Un aro de hierro, remachado en una piedra, es la entrada a una caverna que sólo espera la llegada del mago, de la pequeña hoguera y de las ceremonias nigrománticas que han de hacer que la tierra se estremezca. Todos los dátiles importados proceden del mismísimo árbol que aquel otro dátil mal-aventurado con cuyo carozo le sacó el mercader un ojo al hijo del genio invisible. Todas las aceitunas provienen de la cosecha aquella que dio ocasión a que el Comendador de los Creyentes escuchase sin ser visto la manera que tuvo el muchacho de hacer la simulación del juicio contra el fraudulento mercader de aceitunas; todas las manzanas están emparentadas con la que le compraron al hortelano del sultán por tres cequíes (junto con dos más), y que el grandullón esclavo negro robó luego al niño.

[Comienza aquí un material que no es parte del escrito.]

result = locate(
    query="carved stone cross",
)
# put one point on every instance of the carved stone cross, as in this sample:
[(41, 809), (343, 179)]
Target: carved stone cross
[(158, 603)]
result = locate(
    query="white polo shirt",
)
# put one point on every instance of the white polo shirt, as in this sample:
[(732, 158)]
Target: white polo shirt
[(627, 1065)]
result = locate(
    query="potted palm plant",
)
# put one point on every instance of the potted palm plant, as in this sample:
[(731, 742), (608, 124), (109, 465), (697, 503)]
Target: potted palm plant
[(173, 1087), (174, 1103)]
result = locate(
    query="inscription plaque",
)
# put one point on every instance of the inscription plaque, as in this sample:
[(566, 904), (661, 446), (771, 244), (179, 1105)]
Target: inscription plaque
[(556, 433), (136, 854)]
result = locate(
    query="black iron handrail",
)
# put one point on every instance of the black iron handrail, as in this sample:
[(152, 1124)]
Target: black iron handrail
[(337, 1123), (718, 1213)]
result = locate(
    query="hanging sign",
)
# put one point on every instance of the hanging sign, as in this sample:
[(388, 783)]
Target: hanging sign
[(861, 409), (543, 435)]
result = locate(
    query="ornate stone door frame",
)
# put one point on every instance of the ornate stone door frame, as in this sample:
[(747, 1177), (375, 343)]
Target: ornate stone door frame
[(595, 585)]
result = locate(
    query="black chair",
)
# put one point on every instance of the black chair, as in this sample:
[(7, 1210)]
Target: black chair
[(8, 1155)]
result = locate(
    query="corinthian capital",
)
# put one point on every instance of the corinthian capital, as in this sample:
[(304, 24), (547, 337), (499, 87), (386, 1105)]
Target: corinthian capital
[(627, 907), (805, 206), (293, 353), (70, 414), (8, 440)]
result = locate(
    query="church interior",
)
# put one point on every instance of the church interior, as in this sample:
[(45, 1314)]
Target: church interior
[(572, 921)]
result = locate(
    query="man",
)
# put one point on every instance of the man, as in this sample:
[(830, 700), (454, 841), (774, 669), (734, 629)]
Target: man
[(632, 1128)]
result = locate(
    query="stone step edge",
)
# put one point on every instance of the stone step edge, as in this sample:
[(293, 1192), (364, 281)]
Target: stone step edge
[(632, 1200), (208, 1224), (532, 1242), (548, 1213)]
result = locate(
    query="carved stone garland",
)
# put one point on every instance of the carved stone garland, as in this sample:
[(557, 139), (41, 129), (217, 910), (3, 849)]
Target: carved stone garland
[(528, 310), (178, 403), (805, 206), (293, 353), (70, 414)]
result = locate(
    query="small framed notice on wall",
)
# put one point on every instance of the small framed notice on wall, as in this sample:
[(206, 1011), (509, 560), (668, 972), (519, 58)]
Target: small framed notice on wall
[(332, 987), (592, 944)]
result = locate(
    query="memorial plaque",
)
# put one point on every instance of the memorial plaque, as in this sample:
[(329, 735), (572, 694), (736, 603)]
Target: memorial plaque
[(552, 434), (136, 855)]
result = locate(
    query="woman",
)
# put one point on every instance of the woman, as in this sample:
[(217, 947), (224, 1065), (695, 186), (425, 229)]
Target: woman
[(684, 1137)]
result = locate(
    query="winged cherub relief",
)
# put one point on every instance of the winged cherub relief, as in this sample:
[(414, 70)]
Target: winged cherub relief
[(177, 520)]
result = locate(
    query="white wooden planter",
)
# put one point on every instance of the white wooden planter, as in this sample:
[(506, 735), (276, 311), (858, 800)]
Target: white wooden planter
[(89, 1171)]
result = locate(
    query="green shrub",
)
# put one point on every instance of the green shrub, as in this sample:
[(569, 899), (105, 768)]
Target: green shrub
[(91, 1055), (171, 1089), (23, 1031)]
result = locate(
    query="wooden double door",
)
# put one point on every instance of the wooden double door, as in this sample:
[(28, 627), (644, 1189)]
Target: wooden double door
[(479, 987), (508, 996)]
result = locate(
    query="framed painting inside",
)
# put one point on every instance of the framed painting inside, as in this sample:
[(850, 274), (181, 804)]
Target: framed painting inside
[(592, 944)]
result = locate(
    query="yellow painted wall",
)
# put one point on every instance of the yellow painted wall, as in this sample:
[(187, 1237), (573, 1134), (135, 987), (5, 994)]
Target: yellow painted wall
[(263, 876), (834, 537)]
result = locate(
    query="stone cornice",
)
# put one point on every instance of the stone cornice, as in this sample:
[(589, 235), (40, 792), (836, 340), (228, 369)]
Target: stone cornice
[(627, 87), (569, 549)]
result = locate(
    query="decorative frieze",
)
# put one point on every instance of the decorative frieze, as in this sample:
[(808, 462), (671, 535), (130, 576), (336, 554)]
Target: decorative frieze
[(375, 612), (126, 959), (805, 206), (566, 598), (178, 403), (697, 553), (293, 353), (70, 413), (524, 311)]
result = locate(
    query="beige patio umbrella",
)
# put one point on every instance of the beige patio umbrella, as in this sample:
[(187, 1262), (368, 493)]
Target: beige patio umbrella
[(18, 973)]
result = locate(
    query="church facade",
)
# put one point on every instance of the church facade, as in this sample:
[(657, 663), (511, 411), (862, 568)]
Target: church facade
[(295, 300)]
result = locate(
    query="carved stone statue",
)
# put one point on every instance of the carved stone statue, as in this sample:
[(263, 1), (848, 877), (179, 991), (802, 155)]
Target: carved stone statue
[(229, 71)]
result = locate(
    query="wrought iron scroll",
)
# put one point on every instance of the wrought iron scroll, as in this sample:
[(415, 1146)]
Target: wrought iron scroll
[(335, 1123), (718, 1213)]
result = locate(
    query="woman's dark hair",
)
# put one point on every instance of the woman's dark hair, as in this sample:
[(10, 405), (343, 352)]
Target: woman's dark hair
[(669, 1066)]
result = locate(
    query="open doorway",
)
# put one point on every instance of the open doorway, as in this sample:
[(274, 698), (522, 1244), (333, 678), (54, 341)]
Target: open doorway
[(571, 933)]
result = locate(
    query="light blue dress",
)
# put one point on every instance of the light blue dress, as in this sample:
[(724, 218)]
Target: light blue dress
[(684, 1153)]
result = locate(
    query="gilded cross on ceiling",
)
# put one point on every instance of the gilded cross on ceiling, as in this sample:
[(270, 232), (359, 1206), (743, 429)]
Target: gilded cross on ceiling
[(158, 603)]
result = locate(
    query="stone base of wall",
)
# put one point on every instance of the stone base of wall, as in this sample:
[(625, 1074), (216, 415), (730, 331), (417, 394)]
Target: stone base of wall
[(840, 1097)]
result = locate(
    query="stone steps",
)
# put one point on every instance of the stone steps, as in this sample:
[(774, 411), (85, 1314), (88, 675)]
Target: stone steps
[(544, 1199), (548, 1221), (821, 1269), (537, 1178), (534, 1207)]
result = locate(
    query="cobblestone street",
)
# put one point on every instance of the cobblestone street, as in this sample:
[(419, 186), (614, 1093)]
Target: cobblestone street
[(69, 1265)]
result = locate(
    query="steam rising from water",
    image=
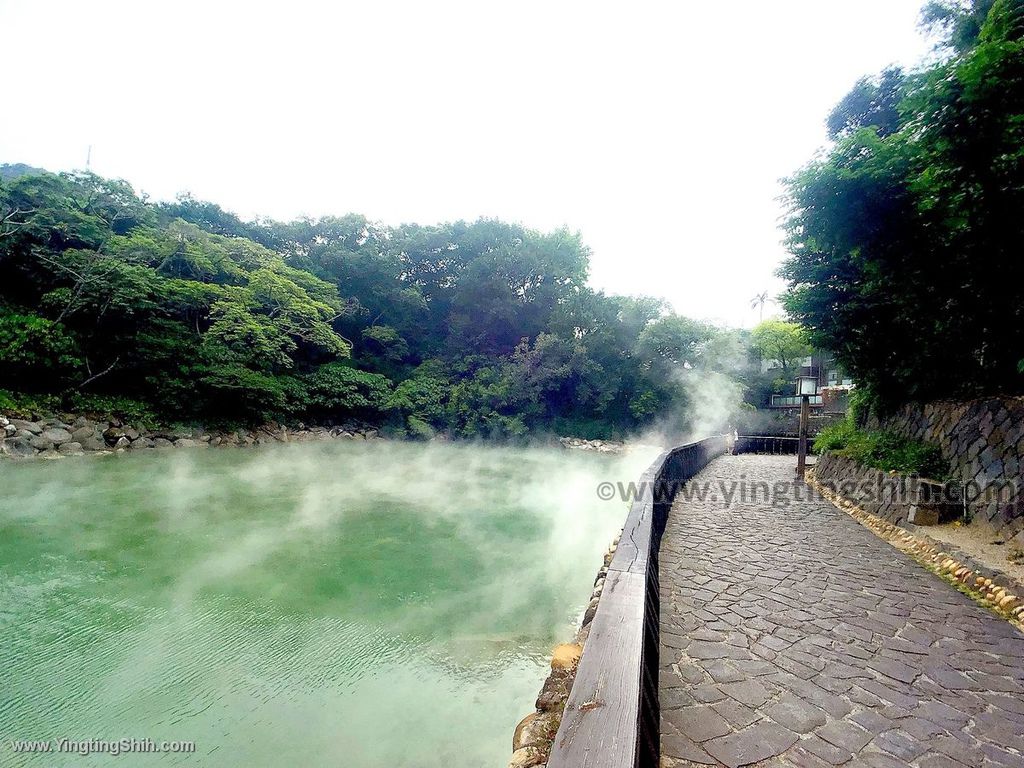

Todos los perros guardan relación con aquel que era un hombre convertido en perro, y que saltó al mostrador del panadero y puso la pata encima de la moneda falsa. Todo el arroz me recuerda al que aquella horrible mujer-vampiro tenía que picotear grano a grano en castigo de los festines nocturnos que se daba en los cementerios.